Single by Romeo Santos

from the album Formula, Vol. 2
- Released: February 11, 2014
- Recorded: 2013
- Genre: Bachata
- Length: 3:45
- Label: Sony Latin
- Songwriter: Romeo Santos

Romeo Santos singles chronology
| "Odio" (2014) | "Cancioncitas de Amor" (2014) | "Eres Mía" (2014) |

= Cancioncitas de Amor =

"Cancioncitas de Amor" (English: "Little Songs of Love") is a song written and performed by American singer Romeo Santos. It was released as the third single for his second studio album Formula, Vol. 2 on February 11, 2014.

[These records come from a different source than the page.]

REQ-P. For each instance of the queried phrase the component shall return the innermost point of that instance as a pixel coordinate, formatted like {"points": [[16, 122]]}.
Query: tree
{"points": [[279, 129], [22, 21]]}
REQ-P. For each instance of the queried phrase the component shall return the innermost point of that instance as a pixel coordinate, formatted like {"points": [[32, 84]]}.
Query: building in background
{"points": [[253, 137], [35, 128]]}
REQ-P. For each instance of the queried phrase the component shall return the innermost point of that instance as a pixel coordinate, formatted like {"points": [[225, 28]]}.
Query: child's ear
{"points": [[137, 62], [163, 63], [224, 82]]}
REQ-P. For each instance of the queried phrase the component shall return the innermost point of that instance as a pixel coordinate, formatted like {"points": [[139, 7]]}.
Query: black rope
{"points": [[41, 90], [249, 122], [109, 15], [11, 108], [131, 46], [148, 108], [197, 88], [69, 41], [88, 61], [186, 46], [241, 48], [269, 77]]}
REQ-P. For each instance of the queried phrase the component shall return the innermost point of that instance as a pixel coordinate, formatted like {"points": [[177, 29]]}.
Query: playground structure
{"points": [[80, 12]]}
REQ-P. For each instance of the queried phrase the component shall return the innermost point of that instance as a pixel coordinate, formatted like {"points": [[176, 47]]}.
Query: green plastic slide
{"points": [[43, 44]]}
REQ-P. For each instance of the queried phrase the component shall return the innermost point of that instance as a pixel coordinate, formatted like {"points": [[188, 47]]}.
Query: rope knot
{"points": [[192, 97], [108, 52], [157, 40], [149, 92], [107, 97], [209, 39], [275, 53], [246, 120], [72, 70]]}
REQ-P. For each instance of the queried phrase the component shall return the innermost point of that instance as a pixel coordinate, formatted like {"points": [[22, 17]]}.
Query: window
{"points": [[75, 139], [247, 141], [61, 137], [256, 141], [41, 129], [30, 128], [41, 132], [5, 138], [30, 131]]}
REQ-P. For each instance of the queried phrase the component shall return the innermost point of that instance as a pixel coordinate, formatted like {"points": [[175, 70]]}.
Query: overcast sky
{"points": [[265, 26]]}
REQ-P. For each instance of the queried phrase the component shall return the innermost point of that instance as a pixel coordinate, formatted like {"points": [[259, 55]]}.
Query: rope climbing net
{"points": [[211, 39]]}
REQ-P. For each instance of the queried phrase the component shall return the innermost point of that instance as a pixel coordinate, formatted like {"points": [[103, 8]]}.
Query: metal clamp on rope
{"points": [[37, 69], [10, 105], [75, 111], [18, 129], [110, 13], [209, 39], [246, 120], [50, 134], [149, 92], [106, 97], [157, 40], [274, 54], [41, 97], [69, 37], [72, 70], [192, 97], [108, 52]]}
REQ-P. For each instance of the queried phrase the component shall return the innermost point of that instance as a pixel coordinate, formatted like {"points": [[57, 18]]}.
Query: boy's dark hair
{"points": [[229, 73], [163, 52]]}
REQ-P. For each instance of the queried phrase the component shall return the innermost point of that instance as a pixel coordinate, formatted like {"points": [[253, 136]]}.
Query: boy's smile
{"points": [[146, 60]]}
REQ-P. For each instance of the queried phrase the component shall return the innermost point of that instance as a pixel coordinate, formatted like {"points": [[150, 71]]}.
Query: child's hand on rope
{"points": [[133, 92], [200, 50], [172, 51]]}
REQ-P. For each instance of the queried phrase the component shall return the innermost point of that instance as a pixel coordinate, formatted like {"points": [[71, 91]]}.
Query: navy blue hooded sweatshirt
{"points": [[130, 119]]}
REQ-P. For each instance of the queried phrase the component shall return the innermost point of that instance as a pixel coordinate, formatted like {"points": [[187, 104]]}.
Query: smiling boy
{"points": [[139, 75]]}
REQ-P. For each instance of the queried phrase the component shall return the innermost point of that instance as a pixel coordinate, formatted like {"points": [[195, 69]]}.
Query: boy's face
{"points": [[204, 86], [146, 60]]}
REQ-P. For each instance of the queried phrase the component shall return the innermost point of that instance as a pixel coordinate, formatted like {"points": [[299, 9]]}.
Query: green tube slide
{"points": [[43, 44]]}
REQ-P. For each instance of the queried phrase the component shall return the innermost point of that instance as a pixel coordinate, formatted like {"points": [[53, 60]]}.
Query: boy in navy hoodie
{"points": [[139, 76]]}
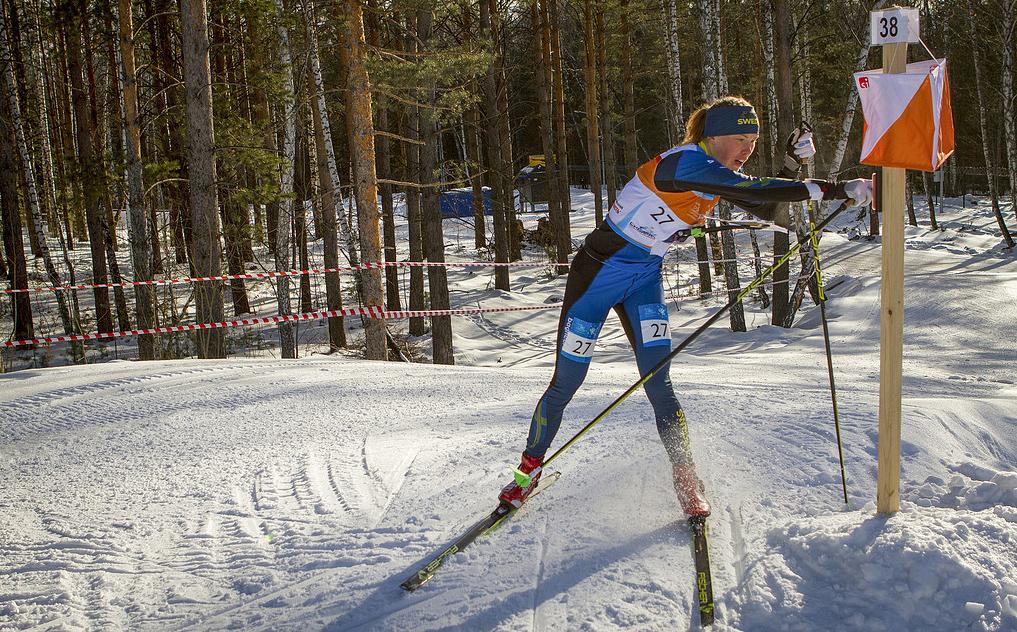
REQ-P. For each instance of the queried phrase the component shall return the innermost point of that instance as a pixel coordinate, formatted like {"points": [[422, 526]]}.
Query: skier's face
{"points": [[732, 151]]}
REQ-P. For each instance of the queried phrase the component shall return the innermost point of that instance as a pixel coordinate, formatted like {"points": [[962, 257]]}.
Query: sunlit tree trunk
{"points": [[437, 282], [983, 128], [606, 123], [592, 115], [91, 170], [201, 169]]}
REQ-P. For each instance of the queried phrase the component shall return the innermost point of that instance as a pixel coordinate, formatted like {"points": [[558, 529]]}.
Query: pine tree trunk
{"points": [[285, 216], [606, 124], [91, 170], [437, 281], [365, 187], [592, 118], [983, 129], [417, 325], [852, 102], [909, 200], [926, 185], [627, 95], [301, 188], [13, 238], [675, 105], [330, 212], [384, 173], [43, 101], [144, 295], [495, 169], [392, 299], [205, 255]]}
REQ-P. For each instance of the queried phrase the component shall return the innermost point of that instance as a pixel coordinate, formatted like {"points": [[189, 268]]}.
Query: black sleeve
{"points": [[694, 171]]}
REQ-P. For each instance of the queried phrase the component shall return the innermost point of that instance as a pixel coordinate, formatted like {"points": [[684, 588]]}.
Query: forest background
{"points": [[198, 134]]}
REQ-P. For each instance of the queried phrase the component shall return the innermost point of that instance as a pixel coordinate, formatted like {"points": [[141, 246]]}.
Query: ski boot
{"points": [[690, 491], [527, 475]]}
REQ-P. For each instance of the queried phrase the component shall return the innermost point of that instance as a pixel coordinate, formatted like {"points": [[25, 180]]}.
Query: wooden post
{"points": [[891, 203]]}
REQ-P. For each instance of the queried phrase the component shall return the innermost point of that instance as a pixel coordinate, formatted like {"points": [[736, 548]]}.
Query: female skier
{"points": [[619, 267]]}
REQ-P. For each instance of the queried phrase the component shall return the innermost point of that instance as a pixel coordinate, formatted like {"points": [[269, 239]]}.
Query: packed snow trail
{"points": [[265, 495]]}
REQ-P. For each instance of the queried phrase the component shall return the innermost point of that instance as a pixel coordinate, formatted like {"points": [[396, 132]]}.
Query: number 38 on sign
{"points": [[896, 25]]}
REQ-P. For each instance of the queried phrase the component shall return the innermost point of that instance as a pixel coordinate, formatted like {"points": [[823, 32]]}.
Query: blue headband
{"points": [[725, 120]]}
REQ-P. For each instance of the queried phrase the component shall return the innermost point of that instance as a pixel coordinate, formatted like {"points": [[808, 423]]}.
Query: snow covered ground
{"points": [[258, 494]]}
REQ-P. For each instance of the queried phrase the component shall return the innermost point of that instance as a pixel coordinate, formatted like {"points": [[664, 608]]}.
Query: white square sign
{"points": [[896, 25]]}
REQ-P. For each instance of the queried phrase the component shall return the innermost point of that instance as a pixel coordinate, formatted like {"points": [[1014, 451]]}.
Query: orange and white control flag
{"points": [[908, 117]]}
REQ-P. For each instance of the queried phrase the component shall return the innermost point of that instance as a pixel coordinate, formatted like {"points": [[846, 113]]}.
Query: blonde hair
{"points": [[697, 122]]}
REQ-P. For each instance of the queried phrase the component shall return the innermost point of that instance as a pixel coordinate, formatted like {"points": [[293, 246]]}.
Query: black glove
{"points": [[800, 150]]}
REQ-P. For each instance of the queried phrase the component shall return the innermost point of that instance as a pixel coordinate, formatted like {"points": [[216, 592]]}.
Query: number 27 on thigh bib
{"points": [[580, 339]]}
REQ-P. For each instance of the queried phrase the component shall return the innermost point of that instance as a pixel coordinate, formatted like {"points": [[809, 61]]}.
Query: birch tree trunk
{"points": [[328, 180], [285, 216], [983, 128], [140, 247], [205, 253], [592, 115], [771, 89], [606, 123], [365, 187], [90, 169], [563, 232], [677, 118], [513, 234], [542, 88], [785, 123], [437, 282], [495, 169]]}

== Charts and certifications ==

=== Weekly charts ===

| Chart (2014) | Peak position |
|---|---|
| Colombia (National-Report) | 3 |
| Dominican Republic (Monitor Latino) | 1 |
| Spain (Promusicae) | 27 |
| US Hot Latin Songs (Billboard) | 9 |
| US Latin Airplay (Billboard) | 39 |

=== Year-end charts ===

| Chart (2014) | Position |
|---|---|
| US Latin Songs | 20 |

===Certifications===

| Region | Certification | Certified units/sales |
| Mexico (AMPROFON) | Diamond+Platinum+Gold | 390,000^{‡} |
| Spain (Promusicae) | Platinum | 60,000^{‡} |
| United States (RIAA) | 3× Diamond (Latin) | 1,800,000^{‡} |
^{‡} Sales+streaming figures based on certification alone.